Nearly every day I wake up and ask myself, “What do I want to be when I grow up?” Then I ask myself, “Is this bagel day?” (I only get a bagel on Monday, Wednesday and Friday, but that’s a topic for another column.)
For many years, the answer was “Tilt-A-Whirl operator,” until I came to grips with my limitations and aversion to tattoos. Now I usually answer “A success!” However, this pursuit of success has been a persistent distraction in an otherwise placid life. Judging by some other guys my age, I soon might be forced to rank success below being able to drive at night. Regardless, I have discovered the key is planting the seeds of success early.
What are those seeds? I’m so glad I pretended you asked.
1. The Seeds of Doubt. While uncertainty would at first seem like something to avoid, eradicating all ambiguity in your actions will lead people to have “expectations.” No good can come from this because they will inevitably have higher ones. A niggling worry you might not be up to the challenge will help you fade into the ranks of the semi-reliable.
Early in relationships, work situations, community interactions and tax audits, introduce
a tiny degree of randomness. For example, complete the occasional task not just on time, but early. By occasional, I mean biennially, which is either twice a year or every two years, so you’ve got that confusion rolling. This act of deliberate chance will keep everyone guessing, “Maybe John’s not a total dweeb; he did get the trustee budget done before the deadline once.”
The seeds of doubt can be nurtured into a bonsai of bafflement that will keep you from popping to mind when projects are assigned.
2. The Seeds of Pacing. Left unmanaged, lives can spiral into a breakneck rush of activity. Soon you are working several hours a day, many days per month and having to keep up with personal hygiene to boot. Something will have to give. Taking the time to establish a rhythm to your life that soothes and de-stresses is important to promote well-being and sufficient time with your smartphone.
That rhythm is not an aerobics sound track or a funeral dirge. The correct pacing to life is virtually undetectable from no timing at all. It’s not enough to simply march to a different drummer; true success means meandering to the beat of a whale song. You will always possess the illusion that under dire circumstances, you could “take it up a notch,” while the hard chargers are already maxed out.
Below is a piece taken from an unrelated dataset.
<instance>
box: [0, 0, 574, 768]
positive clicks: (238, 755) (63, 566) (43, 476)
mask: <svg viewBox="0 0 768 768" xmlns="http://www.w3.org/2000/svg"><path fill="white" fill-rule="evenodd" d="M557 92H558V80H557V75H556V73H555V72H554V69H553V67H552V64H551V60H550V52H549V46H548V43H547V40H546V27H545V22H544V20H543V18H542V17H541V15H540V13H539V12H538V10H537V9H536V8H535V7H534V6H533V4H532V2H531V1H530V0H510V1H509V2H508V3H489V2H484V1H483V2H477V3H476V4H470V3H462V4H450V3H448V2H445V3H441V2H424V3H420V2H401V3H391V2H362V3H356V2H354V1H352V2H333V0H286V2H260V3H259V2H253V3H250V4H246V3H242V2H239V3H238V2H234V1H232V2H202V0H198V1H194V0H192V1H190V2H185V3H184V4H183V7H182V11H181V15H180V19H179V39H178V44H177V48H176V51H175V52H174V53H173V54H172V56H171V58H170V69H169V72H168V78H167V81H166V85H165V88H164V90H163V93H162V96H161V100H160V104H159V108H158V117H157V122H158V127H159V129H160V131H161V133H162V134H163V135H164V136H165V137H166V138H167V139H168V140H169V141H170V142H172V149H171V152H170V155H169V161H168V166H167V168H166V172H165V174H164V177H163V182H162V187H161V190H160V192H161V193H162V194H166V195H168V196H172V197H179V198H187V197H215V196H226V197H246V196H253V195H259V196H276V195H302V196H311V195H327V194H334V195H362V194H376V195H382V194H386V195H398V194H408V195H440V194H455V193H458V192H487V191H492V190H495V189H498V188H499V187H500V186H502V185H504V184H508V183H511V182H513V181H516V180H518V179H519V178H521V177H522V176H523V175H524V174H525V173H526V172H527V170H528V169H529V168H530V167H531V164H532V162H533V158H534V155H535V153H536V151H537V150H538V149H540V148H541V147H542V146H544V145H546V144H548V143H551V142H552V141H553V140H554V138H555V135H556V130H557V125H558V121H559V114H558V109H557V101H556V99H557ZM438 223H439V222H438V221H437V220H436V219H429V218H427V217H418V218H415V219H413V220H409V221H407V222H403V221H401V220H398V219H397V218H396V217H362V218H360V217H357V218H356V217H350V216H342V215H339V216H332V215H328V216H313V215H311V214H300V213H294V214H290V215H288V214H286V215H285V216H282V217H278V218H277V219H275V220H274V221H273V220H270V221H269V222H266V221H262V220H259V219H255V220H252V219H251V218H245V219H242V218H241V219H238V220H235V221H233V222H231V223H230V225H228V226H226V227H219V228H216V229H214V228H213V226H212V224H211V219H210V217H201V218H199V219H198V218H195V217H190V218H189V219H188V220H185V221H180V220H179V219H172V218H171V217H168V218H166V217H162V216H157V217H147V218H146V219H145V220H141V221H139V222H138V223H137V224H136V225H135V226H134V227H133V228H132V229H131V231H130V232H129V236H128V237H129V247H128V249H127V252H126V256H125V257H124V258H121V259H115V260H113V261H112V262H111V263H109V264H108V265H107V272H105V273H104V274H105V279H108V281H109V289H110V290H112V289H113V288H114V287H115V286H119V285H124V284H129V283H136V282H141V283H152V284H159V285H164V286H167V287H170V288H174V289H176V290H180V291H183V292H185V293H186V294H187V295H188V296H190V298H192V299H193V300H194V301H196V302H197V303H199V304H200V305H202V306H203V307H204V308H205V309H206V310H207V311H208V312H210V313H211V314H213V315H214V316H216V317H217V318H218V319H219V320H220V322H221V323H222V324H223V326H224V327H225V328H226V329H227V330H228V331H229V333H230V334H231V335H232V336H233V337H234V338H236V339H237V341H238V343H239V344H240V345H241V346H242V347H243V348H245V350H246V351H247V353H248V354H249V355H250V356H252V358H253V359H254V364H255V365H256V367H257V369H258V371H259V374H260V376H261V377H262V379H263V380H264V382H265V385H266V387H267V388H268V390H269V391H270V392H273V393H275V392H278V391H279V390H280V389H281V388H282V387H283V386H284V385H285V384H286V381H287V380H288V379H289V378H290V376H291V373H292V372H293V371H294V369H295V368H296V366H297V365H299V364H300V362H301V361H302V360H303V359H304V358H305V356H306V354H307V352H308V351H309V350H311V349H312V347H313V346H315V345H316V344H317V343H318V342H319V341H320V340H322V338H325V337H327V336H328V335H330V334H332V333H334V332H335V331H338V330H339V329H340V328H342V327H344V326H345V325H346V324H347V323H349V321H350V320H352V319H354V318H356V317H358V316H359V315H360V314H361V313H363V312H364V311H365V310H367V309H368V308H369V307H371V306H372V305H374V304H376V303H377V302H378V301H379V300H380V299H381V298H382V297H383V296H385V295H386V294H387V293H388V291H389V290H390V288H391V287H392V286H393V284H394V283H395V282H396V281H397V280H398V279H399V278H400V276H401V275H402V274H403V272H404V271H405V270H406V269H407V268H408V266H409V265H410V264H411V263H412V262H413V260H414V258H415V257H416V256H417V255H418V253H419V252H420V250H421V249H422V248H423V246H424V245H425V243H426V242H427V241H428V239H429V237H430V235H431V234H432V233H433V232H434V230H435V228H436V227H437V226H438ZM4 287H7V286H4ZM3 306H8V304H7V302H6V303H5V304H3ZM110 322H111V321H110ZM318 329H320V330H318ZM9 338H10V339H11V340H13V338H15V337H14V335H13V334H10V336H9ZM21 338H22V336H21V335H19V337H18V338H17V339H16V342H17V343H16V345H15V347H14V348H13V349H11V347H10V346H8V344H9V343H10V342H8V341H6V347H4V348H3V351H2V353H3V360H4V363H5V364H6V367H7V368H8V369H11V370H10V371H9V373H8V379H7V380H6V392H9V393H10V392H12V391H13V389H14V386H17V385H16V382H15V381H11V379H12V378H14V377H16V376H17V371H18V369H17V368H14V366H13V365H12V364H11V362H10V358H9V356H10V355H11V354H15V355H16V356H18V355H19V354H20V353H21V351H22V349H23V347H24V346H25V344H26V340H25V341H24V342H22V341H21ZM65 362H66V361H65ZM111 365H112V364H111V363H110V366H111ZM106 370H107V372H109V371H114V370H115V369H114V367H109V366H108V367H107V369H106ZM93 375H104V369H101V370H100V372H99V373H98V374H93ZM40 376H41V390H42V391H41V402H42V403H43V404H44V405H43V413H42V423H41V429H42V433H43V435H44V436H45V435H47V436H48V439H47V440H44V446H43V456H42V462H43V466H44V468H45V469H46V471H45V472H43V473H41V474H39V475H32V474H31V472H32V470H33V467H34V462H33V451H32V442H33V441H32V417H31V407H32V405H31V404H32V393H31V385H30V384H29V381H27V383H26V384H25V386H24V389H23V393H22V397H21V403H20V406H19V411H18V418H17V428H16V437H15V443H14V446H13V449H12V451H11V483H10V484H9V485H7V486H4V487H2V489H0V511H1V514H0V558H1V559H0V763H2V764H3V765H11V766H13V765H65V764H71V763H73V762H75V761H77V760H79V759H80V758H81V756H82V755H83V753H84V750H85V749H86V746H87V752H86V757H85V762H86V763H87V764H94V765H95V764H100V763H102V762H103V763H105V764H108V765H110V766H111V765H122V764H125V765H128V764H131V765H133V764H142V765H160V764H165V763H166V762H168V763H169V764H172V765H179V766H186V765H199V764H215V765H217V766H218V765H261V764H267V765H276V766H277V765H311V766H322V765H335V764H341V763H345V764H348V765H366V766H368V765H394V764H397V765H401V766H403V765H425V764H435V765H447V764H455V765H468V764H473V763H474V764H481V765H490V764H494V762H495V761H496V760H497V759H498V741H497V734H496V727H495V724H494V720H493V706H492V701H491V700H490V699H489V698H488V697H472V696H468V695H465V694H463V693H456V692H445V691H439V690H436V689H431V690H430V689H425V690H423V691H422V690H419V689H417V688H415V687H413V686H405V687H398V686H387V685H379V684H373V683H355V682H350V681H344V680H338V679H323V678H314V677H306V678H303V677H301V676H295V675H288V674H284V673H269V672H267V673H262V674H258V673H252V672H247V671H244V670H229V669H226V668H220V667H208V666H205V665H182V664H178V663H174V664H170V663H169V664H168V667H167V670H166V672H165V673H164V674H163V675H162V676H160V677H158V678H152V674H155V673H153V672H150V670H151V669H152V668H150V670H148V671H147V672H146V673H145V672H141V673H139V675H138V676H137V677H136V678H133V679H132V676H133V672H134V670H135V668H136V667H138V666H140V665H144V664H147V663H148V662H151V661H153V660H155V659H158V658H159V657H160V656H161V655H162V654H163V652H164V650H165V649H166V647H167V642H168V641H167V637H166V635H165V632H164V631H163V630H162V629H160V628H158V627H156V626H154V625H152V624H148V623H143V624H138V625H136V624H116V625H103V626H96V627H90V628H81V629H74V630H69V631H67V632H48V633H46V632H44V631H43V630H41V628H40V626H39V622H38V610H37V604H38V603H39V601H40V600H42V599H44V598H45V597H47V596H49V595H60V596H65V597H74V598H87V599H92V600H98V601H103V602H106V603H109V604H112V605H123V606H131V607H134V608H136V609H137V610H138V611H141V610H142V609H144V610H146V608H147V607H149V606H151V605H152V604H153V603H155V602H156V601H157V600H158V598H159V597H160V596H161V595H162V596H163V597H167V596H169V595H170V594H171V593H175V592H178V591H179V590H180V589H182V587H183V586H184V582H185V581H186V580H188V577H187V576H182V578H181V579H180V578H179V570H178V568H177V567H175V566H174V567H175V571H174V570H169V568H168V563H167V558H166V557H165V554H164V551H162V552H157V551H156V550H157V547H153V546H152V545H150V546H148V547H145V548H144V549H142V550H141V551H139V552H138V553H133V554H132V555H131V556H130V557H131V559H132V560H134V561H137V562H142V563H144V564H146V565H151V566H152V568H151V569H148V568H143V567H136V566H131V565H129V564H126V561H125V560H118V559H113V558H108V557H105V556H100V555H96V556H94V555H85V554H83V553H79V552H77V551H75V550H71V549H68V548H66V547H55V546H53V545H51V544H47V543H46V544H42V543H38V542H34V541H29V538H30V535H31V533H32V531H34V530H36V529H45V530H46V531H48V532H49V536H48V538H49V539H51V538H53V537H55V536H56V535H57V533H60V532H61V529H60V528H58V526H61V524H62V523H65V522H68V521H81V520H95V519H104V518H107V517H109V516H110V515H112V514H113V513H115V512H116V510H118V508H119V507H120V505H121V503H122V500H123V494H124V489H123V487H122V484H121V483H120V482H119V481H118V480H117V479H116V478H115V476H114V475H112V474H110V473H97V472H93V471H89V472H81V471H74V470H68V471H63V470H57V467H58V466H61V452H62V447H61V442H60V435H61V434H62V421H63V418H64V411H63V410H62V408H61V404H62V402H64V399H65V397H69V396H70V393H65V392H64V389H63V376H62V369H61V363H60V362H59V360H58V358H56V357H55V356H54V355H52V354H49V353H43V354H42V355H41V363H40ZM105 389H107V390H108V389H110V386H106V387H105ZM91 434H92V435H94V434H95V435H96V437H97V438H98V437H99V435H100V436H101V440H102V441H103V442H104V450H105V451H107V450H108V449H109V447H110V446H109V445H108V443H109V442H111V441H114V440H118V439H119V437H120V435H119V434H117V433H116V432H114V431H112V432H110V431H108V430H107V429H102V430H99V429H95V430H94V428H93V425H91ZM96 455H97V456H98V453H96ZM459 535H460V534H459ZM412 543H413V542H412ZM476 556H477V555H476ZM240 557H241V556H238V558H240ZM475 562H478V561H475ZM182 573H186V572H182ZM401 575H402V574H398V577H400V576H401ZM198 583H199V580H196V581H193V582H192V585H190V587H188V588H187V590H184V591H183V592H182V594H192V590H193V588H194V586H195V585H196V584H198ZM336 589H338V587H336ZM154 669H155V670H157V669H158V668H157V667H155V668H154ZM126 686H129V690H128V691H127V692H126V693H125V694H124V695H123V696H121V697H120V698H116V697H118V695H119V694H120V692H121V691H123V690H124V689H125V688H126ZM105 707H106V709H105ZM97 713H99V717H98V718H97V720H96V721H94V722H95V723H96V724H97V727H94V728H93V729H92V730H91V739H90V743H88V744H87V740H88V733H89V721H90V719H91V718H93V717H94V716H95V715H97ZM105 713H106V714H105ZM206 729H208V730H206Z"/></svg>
3. The Seeds of Self-Knowledge. Aristotle summed it up best in his second most famous saying, “Know thyself.” (His most famous was, of course, the “What’s a Grecian urn?” joke). While this pithy statement is dreadfully over thought to make high school essays come out to 350 words, it still has merit.
Coming to grips with who we actually are is essential to success—otherwise we won’t know how to delude ourselves that we are someone better. Too many of us depend on flimsy fantasies easily dispelled by passersby who note whatever talent we think we are showcasing is noticeably absent. Playback of the inevitable video makes it impossible to ignore the moves were busting us, not the other way round.
4. The Seeds of Delay. Too much emphasis has been put on rapid responses. Somewhere there is a study showing 30% of the time your initial reaction is wrong, 30% it is wrong and backfires badly, and 50% of the time you didn’t really need to react at all. Developing a pattern of benign hesitation can prevent rash actions, make you look thoughtful and cut back on unneeded effort. This raises your chance for unearned success through dithering.
These seeds are free, but they must be planted early. You can push the population and even double crop if you wish. Soon you’ll be reaping a whole mess, of success, mostly.